The length of a rectangle is 2m more than the width. The area of the rectangle is 20m^2. Find the dimensions of the rectangle, to the nearest tenth.please explain in detail
Let x be the width of the rectangle.
`width = x`
Then, express in math form the condition "length is 2 more than x".
`l e n g th = 2 + x`
Next, apply the formula for the area of rectangle.
`A = lw`
where A is the area, l is the length, and w is the width.
From here, substitute A=20. Also replace w with x and l with 2+x.
`20 = x(2+x)`
Express the equation in quadratic form `ax^2+bx+c=0` .
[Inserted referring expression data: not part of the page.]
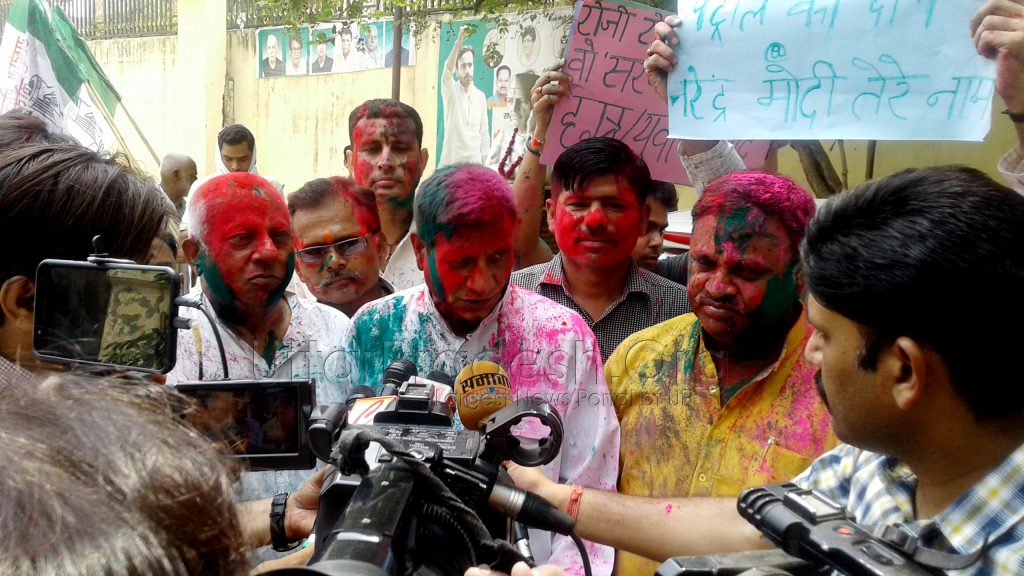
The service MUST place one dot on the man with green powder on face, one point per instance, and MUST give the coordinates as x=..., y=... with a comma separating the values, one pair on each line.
x=467, y=311
x=242, y=246
x=721, y=399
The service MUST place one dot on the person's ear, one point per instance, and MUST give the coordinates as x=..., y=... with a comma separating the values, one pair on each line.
x=17, y=300
x=192, y=248
x=906, y=370
x=424, y=157
x=420, y=249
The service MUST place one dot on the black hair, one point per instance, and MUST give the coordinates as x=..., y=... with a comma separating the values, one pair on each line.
x=600, y=156
x=236, y=134
x=665, y=194
x=891, y=254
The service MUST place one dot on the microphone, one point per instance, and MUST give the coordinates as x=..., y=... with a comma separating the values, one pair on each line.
x=395, y=374
x=480, y=389
x=529, y=508
x=358, y=392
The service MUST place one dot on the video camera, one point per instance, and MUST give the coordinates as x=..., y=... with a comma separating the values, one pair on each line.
x=409, y=495
x=419, y=504
x=108, y=314
x=815, y=534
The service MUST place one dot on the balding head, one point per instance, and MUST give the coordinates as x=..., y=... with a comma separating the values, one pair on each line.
x=177, y=172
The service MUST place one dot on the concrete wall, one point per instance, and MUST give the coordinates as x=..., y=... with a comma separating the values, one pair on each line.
x=172, y=88
x=143, y=70
x=301, y=123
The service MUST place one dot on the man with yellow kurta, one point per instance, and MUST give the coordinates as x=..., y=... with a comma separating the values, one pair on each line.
x=721, y=399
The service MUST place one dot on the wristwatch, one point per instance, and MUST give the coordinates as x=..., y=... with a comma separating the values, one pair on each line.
x=278, y=537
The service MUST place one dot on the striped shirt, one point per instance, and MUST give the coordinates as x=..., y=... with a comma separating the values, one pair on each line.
x=880, y=490
x=647, y=299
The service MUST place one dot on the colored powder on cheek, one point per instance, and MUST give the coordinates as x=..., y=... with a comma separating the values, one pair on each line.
x=326, y=263
x=595, y=218
x=435, y=277
x=735, y=228
x=779, y=297
x=215, y=282
x=275, y=296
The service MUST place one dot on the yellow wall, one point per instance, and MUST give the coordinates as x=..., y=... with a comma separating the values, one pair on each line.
x=301, y=124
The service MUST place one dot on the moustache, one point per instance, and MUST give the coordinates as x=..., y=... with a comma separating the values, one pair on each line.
x=336, y=276
x=702, y=299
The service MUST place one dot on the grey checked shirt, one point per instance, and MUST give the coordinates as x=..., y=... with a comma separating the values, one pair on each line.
x=647, y=299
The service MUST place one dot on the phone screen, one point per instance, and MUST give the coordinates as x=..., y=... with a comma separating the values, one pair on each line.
x=263, y=421
x=118, y=316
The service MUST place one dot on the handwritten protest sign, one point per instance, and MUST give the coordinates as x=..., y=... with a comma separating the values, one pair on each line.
x=825, y=69
x=610, y=96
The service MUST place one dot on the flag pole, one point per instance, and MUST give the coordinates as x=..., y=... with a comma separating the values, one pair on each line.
x=117, y=131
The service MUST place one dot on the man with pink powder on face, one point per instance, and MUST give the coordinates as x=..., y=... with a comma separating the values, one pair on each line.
x=598, y=209
x=722, y=399
x=467, y=311
x=242, y=247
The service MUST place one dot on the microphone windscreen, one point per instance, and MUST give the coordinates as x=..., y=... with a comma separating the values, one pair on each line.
x=439, y=377
x=397, y=372
x=480, y=389
x=359, y=391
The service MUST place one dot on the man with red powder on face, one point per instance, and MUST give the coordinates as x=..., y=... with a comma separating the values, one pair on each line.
x=722, y=399
x=339, y=245
x=597, y=210
x=467, y=311
x=241, y=243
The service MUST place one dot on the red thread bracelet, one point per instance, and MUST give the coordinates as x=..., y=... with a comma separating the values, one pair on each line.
x=572, y=505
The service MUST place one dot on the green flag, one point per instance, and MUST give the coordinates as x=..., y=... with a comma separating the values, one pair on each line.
x=52, y=74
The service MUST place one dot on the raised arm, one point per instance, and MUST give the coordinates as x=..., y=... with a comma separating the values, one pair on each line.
x=528, y=186
x=997, y=30
x=654, y=528
x=454, y=54
x=704, y=160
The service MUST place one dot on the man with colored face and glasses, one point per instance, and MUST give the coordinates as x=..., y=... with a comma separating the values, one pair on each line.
x=242, y=246
x=340, y=247
x=931, y=419
x=468, y=311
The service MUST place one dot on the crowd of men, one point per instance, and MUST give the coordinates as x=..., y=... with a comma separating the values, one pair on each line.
x=802, y=344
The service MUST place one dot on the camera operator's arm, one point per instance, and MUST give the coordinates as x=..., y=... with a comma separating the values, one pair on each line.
x=654, y=528
x=299, y=512
x=702, y=160
x=589, y=455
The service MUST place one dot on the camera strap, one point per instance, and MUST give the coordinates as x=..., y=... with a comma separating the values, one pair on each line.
x=902, y=538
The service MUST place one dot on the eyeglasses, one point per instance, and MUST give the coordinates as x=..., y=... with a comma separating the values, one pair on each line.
x=349, y=247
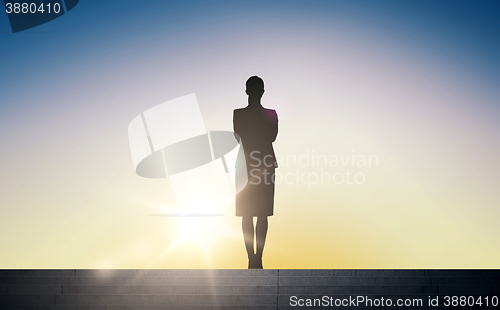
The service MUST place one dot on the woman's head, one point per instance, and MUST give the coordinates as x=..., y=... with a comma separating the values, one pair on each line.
x=255, y=86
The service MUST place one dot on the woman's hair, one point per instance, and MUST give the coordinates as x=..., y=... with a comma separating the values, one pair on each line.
x=255, y=83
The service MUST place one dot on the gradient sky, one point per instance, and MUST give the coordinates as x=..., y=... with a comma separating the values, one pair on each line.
x=415, y=83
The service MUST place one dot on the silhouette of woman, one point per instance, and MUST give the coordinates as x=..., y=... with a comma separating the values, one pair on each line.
x=256, y=129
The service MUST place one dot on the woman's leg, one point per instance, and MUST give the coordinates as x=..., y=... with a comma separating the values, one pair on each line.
x=261, y=232
x=248, y=234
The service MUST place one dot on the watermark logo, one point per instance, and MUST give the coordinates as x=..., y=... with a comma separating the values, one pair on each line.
x=32, y=13
x=170, y=140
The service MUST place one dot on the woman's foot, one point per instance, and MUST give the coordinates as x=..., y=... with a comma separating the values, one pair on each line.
x=258, y=262
x=251, y=261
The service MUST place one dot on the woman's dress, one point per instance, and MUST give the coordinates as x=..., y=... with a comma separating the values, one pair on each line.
x=256, y=129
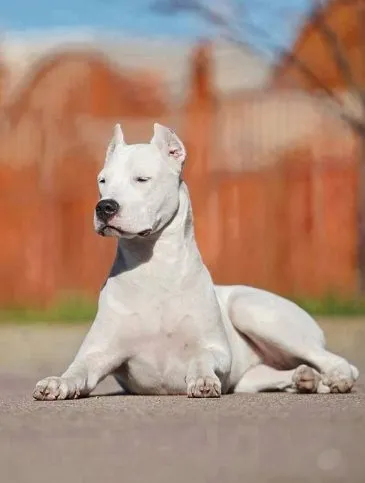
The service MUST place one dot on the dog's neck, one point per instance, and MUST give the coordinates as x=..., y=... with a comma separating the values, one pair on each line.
x=171, y=253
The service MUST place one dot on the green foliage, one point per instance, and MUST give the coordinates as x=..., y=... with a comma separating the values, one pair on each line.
x=79, y=309
x=70, y=309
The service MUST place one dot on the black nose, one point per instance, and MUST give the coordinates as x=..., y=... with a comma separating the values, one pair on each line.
x=106, y=209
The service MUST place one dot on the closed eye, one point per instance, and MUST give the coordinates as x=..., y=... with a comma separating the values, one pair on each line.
x=142, y=179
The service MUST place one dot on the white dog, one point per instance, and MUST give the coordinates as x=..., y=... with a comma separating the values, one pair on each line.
x=162, y=327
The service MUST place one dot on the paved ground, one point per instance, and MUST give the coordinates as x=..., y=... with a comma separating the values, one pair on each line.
x=277, y=438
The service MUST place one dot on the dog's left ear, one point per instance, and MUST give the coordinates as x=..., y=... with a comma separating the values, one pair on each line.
x=168, y=142
x=118, y=138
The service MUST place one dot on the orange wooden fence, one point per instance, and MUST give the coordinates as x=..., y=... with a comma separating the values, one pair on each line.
x=287, y=223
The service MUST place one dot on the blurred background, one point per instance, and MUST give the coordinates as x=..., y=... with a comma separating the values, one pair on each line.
x=269, y=99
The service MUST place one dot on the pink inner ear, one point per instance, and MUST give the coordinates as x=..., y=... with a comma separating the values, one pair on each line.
x=174, y=152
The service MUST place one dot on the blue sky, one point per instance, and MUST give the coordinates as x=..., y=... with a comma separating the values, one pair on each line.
x=135, y=17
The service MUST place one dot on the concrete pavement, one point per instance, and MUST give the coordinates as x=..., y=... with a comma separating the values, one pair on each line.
x=109, y=438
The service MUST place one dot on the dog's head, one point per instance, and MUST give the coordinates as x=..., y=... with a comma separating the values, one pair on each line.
x=139, y=184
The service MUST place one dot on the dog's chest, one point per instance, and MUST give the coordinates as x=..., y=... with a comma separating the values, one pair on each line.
x=162, y=346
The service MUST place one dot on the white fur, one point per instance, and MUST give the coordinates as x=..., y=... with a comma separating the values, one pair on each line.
x=162, y=327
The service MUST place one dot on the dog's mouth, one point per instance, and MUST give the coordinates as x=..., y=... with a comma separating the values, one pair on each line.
x=143, y=233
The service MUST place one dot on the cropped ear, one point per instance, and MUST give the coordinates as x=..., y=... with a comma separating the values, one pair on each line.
x=168, y=142
x=117, y=139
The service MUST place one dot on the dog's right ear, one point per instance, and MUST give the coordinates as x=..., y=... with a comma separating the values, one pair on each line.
x=118, y=138
x=168, y=142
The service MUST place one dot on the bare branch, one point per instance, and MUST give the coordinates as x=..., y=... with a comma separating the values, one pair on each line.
x=233, y=33
x=360, y=14
x=337, y=49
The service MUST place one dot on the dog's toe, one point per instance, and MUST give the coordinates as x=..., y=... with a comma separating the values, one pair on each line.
x=306, y=379
x=204, y=387
x=52, y=388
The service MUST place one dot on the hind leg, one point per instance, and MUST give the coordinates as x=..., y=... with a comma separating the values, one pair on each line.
x=303, y=379
x=274, y=323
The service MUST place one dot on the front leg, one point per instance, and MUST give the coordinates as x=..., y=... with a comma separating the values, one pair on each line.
x=202, y=376
x=79, y=380
x=100, y=354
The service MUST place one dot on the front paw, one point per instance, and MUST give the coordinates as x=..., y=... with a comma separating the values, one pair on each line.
x=204, y=387
x=52, y=388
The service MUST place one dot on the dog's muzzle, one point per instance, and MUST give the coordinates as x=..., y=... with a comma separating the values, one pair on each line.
x=106, y=209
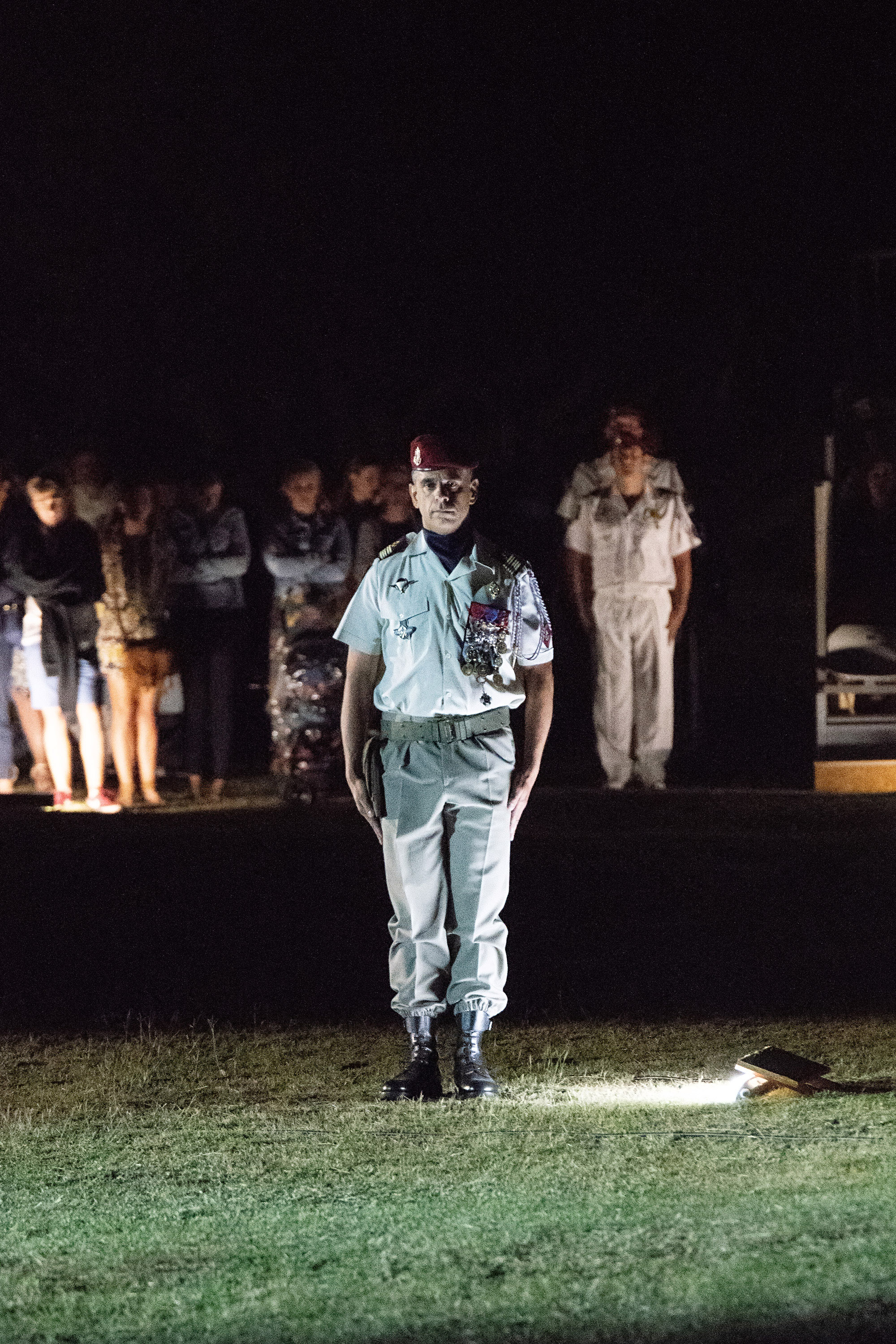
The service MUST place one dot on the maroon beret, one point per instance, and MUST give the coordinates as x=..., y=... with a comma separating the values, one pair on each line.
x=432, y=453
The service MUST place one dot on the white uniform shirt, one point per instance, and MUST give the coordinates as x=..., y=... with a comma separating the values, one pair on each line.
x=601, y=475
x=633, y=547
x=413, y=612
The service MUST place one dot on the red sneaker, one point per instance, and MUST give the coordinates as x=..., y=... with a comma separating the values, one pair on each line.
x=103, y=801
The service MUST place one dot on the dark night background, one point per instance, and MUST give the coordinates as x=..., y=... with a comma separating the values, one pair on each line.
x=238, y=229
x=245, y=233
x=238, y=234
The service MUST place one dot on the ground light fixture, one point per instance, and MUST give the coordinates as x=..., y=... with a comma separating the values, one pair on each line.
x=778, y=1074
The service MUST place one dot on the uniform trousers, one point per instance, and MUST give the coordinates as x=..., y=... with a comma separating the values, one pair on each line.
x=6, y=728
x=633, y=695
x=447, y=844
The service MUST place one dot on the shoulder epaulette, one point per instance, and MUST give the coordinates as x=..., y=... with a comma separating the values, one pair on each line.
x=394, y=549
x=512, y=564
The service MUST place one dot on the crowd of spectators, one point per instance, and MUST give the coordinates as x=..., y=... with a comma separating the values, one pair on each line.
x=120, y=596
x=127, y=599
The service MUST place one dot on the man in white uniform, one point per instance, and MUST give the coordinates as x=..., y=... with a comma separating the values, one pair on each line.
x=465, y=639
x=629, y=566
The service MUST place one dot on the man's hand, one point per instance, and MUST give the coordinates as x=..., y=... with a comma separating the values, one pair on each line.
x=673, y=624
x=363, y=804
x=680, y=594
x=520, y=791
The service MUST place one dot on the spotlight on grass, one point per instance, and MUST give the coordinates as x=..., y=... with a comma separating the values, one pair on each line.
x=659, y=1093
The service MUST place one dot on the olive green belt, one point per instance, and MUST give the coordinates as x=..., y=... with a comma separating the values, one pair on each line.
x=448, y=729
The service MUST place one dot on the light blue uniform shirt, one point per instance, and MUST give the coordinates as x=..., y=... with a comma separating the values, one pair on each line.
x=414, y=613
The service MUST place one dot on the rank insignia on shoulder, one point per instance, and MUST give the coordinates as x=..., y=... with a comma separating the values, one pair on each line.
x=394, y=549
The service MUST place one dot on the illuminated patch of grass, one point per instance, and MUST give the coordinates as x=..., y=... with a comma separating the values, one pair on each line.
x=248, y=1187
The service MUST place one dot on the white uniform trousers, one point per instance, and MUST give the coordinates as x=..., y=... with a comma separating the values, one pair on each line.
x=447, y=843
x=633, y=697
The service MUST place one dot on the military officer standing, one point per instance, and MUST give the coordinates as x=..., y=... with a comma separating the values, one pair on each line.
x=465, y=639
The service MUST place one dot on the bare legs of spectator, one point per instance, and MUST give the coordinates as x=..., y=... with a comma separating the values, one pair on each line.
x=33, y=729
x=135, y=738
x=93, y=752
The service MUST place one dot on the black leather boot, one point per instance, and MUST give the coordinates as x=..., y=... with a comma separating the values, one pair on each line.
x=470, y=1073
x=422, y=1076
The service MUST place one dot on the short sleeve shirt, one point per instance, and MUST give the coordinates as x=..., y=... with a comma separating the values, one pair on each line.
x=633, y=546
x=414, y=613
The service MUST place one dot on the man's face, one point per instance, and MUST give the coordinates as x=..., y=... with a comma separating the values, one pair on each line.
x=444, y=498
x=365, y=484
x=303, y=491
x=50, y=506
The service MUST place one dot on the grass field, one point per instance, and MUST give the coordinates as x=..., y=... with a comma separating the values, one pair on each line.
x=248, y=1186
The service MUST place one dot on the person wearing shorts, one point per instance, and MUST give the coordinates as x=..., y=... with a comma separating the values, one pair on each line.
x=54, y=562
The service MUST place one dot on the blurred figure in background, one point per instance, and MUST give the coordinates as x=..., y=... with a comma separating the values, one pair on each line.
x=11, y=608
x=14, y=679
x=628, y=561
x=394, y=518
x=207, y=609
x=358, y=498
x=54, y=562
x=93, y=495
x=134, y=642
x=310, y=554
x=599, y=474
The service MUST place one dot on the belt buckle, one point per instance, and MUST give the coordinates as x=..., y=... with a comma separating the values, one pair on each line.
x=447, y=730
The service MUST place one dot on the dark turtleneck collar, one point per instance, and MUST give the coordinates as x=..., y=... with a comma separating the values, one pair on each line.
x=450, y=549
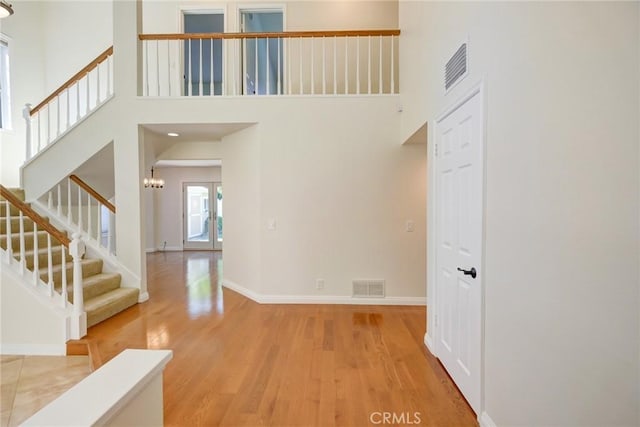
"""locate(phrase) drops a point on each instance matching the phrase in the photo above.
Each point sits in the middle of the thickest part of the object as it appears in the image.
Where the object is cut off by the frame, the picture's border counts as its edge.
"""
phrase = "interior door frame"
(432, 334)
(257, 8)
(209, 245)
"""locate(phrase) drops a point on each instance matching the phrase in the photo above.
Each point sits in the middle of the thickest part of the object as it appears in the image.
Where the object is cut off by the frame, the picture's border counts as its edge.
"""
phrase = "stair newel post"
(9, 234)
(26, 113)
(77, 250)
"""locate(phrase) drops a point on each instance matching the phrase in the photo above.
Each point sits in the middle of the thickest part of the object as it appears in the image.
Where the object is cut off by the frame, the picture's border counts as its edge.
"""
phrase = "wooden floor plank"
(239, 363)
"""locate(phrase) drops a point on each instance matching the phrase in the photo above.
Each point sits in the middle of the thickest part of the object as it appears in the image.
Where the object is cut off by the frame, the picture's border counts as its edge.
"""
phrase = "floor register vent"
(368, 288)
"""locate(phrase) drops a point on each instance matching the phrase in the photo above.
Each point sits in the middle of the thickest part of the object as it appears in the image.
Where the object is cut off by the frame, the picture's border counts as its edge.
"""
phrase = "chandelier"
(153, 182)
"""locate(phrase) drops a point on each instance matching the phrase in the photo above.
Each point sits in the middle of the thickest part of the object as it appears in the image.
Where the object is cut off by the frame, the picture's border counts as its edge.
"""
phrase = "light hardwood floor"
(240, 363)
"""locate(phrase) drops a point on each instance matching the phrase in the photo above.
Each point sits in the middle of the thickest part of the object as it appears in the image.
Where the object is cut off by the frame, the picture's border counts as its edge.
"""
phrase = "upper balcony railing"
(288, 63)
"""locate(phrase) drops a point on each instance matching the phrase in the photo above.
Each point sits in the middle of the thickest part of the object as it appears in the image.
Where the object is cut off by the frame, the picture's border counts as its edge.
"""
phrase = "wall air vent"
(456, 68)
(368, 288)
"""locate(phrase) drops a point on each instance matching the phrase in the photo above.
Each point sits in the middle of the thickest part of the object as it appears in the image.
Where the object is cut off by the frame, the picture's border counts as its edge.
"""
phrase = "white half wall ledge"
(485, 420)
(108, 392)
(321, 299)
(34, 349)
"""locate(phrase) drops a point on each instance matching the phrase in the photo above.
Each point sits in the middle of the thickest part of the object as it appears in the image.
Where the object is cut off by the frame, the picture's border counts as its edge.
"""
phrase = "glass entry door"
(202, 215)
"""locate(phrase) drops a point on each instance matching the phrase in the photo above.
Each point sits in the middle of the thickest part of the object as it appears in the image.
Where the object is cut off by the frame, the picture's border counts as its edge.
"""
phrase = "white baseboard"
(485, 420)
(320, 299)
(34, 349)
(428, 341)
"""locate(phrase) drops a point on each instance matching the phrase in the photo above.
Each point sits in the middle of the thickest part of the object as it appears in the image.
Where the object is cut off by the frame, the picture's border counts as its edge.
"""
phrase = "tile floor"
(30, 382)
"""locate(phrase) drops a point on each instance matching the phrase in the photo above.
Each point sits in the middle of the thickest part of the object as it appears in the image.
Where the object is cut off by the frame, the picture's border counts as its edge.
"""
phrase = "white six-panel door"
(459, 199)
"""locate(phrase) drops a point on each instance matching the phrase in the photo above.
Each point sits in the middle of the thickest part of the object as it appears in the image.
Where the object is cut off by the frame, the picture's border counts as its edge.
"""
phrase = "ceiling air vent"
(456, 67)
(368, 288)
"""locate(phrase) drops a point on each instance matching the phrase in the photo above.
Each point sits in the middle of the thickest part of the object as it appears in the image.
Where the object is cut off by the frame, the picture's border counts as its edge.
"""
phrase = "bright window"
(5, 99)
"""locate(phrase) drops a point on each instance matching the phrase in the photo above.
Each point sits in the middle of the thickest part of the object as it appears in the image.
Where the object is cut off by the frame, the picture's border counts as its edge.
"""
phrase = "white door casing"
(459, 169)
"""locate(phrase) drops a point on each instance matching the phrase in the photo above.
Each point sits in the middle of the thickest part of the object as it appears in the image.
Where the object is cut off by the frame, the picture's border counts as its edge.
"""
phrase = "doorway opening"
(203, 58)
(263, 59)
(202, 216)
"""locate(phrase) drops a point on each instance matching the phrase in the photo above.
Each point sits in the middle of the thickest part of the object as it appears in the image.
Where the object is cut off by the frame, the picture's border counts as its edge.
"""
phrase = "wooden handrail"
(86, 187)
(35, 217)
(93, 64)
(282, 35)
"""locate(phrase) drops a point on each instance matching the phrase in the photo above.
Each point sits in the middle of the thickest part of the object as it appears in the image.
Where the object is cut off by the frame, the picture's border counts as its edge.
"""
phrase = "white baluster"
(189, 76)
(380, 65)
(335, 65)
(200, 85)
(300, 63)
(77, 249)
(89, 214)
(279, 84)
(99, 225)
(158, 64)
(256, 75)
(358, 65)
(146, 66)
(23, 259)
(313, 79)
(79, 208)
(268, 66)
(69, 213)
(36, 257)
(211, 77)
(49, 265)
(63, 266)
(169, 66)
(58, 115)
(59, 201)
(26, 114)
(324, 63)
(369, 66)
(9, 234)
(393, 82)
(48, 125)
(346, 65)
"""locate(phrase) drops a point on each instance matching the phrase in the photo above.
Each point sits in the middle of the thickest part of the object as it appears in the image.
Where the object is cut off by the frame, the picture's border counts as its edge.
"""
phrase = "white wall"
(27, 325)
(26, 82)
(168, 202)
(561, 256)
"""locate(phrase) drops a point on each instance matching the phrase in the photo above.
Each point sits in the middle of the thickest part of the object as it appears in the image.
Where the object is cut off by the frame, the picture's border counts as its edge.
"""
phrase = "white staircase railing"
(82, 208)
(29, 266)
(288, 63)
(69, 104)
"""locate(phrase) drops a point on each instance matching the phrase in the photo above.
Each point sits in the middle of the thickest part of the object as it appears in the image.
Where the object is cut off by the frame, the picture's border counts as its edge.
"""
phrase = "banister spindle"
(369, 66)
(158, 65)
(23, 258)
(380, 65)
(26, 114)
(36, 255)
(267, 66)
(200, 85)
(9, 233)
(49, 266)
(64, 282)
(79, 208)
(59, 207)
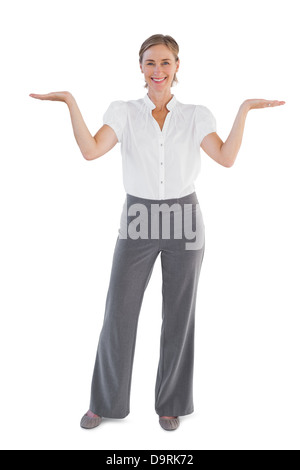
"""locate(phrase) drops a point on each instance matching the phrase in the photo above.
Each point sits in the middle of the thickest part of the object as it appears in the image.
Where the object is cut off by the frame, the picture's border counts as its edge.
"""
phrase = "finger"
(275, 103)
(40, 97)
Use quadratic equation to solve for x.
`x=[-b+-sqrt(b^2-4ac)]/[2a] = [-2+-sqrt(2^2-4(1)(-20))]/(2*1)=(-2+-sqrt84)/2`
`x=(-2+-2sqrt21)/2 = -1+-sqrt21`
`x_1=-1+sqrt21=3.6 ` and `x_2=-1-sqrt21=-5.6`
Since x is the width of the rectangle, take only the positive value. Then, substitute this to determine the length.
`width=x=3.6` , `l e n g th = 2 + x = 2+3.6 = 5.6`
Hence, the width of the rectangle is 3.6m and its length is 5.6m.